Mendorong penyediaan ruang publik dengan beragam bentuk dan pendekatan merupakan wujud kesadaran akan pentingnya peran ruang publik bagi habitat perkotaan. Hal ini sebagai upaya mewujudkan harapan masyarakat untuk menikmati ruang terbuka dengan harmonisasi lingkungan asri serta fasilitas fungsional kekinian secara mudah dan tanpa biaya. Hadirnya ruang publik diharapkan menjawab kebutuhan wadah aktifitas dan interaksi sosial untuk bercengkrama, berekreasi, berolahraga maupun aktivitas seni dan budaya tanpa pembedaan strata sosial. Perwujudannya dalam bentuk taman kota, hutan kota, pedestrian, public square sekaligus berkontribusi terhadap wajah kota menjadi lebih asri dan indah. Lebih dari itu, keberadaan ruang publik tersebut juga berfungsi secara ekologis guna mereduksi tingkat polusi, menciptakan udara segar hingga menjadi daerah resapan air dan pengendali banjir.

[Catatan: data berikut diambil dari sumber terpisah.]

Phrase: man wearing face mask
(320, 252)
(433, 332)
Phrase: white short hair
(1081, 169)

Penyediaan ruang publik secara institusional menjadi tanggung jawab pemerintah. Namun bukan berarti swasta dan masyarakat tidak memiliki peran dan ruang partisipasi dalam pembangunannya. Kerja besar dalam pemenuhan ruang publik di perkotaan memerlukan kerja sama seluruh pihak. Hal ini mengingat pembangunan ruang publik menghadapi tantangan keterbatasan lahan bagi ruang publik, kebutuhan fungsionalitas ruang publik serta tanggung jawab menjaga dan meningkatkan kualitasnya. Oleh sebab itu pemerintah selaku pemangku kebijakan berperan penting mengakomodir pembangunan ruang publik pembangunan tata ruang kota. Pemerintah perlu membuat terobosan dengan menjaring aspirasi masyarakat, misalnya dengan mencanangkan program satu taman untuk tiap kelurahan. Sementara sektor swasta dapat didorong perannya melalui kerjasama dengan pemerintah untuk mengembangkan tanggung jawab sosialnya dalam penyediaan lahan dan fasilitas ruang publik. Adapun masyarakat baik secara individu maupun berkelompok harus berpartisipasi menjaga dan merawat ruang-ruang publik yang tercipta agar tetap terjaga kebersihan, kenyamanan, keasrian dan kualitasnya.
Ruang publik merupakan hak bagi masyarakat yang harus terus diupayakan. Hal ini diperlukan agar keseimbangan habitat perkotaan dan pemenuhan kebutuhan manusia secara sosial dan ekologis terjaga keseimbangannya. Sebab mungkin hanya diruang publik penduduk kota berharap dapat melepas penat tanpa status sosial yang tersekat ruang berbayar. Hanya diruang publik pula penduduk kota membangun kembali hubungan ekologis ditengah kepungan pembangunan fisik kota. Sehingga dengan demikian harapan akan kehidupan kota menjadi lebih humanis dan berdampak pada peningkatan kualitas hidup masyarakat akan selalu terjaga.